Merkel Sets Johnson Challenge: Solve Brexit Backstop in 30 Days

Angela Merkel has set Boris Johnson a challenge: Solve the Irish border backstop conundrum within 30 days.

At their first meeting since Johnson became British prime minister, both said they wanted to see the U.K. leave the European Union with a divorce agreement on Oct. 31. “We in the U.K. want a deal,” Johnson said on Wednesday. “We seek a deal. And I believe that we can get one.”

The problem is the Irish backstop. That’s the fallback position in the deal — negotiated with Brussels by Johnson’s predecessor, Theresa May — designed to keep Britain’s border open with Ireland by staying closely tied to EU rules after Brexit. Johnson has said the EU must drop it from the deal, or it won’t be accepted by the House of Commons.

Speaking alongside Johnson in Berlin, the German Chancellor said it could take years to resolve the issue — then added “perhaps we can find this solution in the next 30 days. Why not?”

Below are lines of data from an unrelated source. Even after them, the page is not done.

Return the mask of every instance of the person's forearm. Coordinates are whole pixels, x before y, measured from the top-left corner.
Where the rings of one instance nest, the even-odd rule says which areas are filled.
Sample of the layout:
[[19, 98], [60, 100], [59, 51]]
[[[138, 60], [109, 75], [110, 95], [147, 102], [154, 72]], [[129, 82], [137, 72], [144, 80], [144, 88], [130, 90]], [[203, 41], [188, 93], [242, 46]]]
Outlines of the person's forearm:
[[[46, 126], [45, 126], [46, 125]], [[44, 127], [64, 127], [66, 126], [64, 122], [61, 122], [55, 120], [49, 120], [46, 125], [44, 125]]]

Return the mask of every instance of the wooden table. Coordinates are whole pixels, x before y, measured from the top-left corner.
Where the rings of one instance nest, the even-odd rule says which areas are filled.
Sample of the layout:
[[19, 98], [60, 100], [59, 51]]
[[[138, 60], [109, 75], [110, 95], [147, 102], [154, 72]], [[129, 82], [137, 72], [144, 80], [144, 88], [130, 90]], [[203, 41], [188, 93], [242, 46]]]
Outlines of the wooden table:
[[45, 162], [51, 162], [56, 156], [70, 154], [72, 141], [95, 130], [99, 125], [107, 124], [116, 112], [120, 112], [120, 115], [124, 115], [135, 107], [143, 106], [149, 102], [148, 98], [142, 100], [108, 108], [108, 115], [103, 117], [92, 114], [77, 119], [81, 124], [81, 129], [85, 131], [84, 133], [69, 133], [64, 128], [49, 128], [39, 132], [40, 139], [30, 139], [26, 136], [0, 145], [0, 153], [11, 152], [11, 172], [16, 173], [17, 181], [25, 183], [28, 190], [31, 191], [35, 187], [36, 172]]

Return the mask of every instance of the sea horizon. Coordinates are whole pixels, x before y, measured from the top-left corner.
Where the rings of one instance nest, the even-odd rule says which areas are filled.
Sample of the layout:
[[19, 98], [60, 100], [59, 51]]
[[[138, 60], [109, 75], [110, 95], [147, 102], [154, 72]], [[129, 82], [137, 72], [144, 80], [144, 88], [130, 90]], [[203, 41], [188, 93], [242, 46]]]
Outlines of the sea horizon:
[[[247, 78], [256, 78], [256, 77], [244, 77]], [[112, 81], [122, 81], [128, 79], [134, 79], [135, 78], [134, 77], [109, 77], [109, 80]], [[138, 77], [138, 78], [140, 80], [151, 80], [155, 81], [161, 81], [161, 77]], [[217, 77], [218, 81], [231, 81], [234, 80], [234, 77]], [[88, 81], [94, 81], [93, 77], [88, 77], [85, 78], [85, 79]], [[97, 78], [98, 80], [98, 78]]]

Johnson embraced the challenge.

“You’ve set a very blistering timetable there — of 30 days if I understood you correctly — I’m more than happy with that,” he said. The backstop, he said, “has grave, grave defects for a sovereign democratic country like the U.K. That plainly has to go, but once we can get rid of that, if we can change it, then I think there is the real prospect of making progress very rapidly indeed.”

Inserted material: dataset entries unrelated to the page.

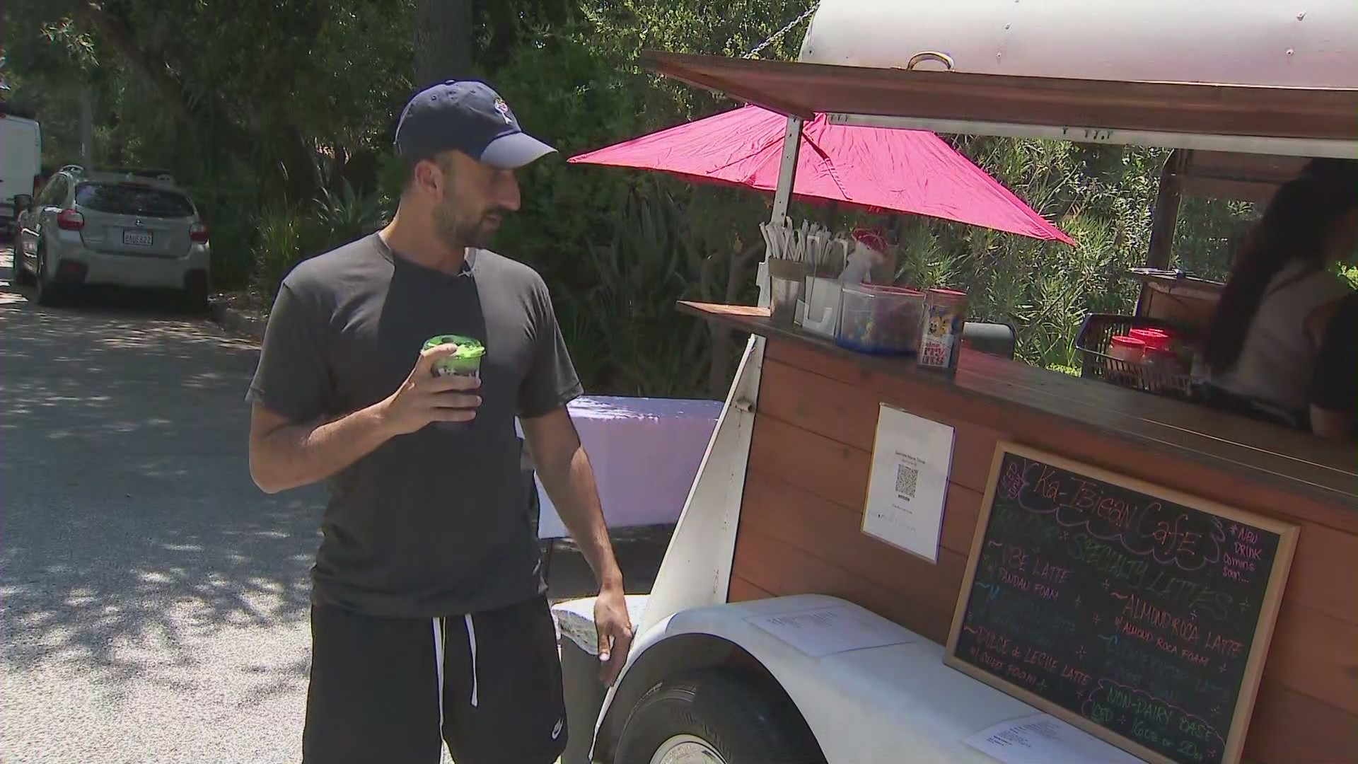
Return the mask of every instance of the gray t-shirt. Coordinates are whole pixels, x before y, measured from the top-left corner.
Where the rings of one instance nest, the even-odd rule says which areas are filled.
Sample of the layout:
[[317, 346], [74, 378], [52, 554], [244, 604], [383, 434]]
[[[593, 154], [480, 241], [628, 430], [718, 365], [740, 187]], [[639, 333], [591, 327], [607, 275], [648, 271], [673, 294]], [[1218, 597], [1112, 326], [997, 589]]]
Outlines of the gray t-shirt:
[[542, 279], [470, 250], [456, 275], [402, 258], [376, 234], [297, 265], [282, 283], [247, 398], [292, 421], [394, 393], [425, 340], [485, 343], [481, 408], [386, 442], [333, 476], [312, 601], [372, 616], [494, 609], [545, 591], [515, 416], [580, 396]]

It will have to be. Even without Merkel’s deadline, the U.K. is on course to crash out without a deal in just over two months unless Johnson can find a compromise. His meeting with Merkel is the first step in his outreach to EU leaders. On Thursday, he’ll meet in Paris with French President Emmanuel Macron, whose government now sees a no-deal Brexit as its central scenario.

Merkel said it’s up to the U.K. to put forward concrete alternatives to the backstop; Johnson agreed that the “onus is on us,” and pointed to measures that have already been proposed and dismissed in the three years of Brexit talks, including trusted trader programs and electronic pre-clearing of goods.

The backstop wasn’t Merkel’s only question for Johnson. Before he can solve that, she said, both sides will have to know what the U.K.’s future relationship with the EU is going to look like.

Essentially, Johnson has said he won’t accept a deal that doesn’t include an alternative to the backstop. The EU has always said it wants that too — but thinks it could take years to work out. What Merkel was suggesting is that the U.K. should find that solution before Oct. 31.

The two leaders had a lot to talk about, Merkel observed.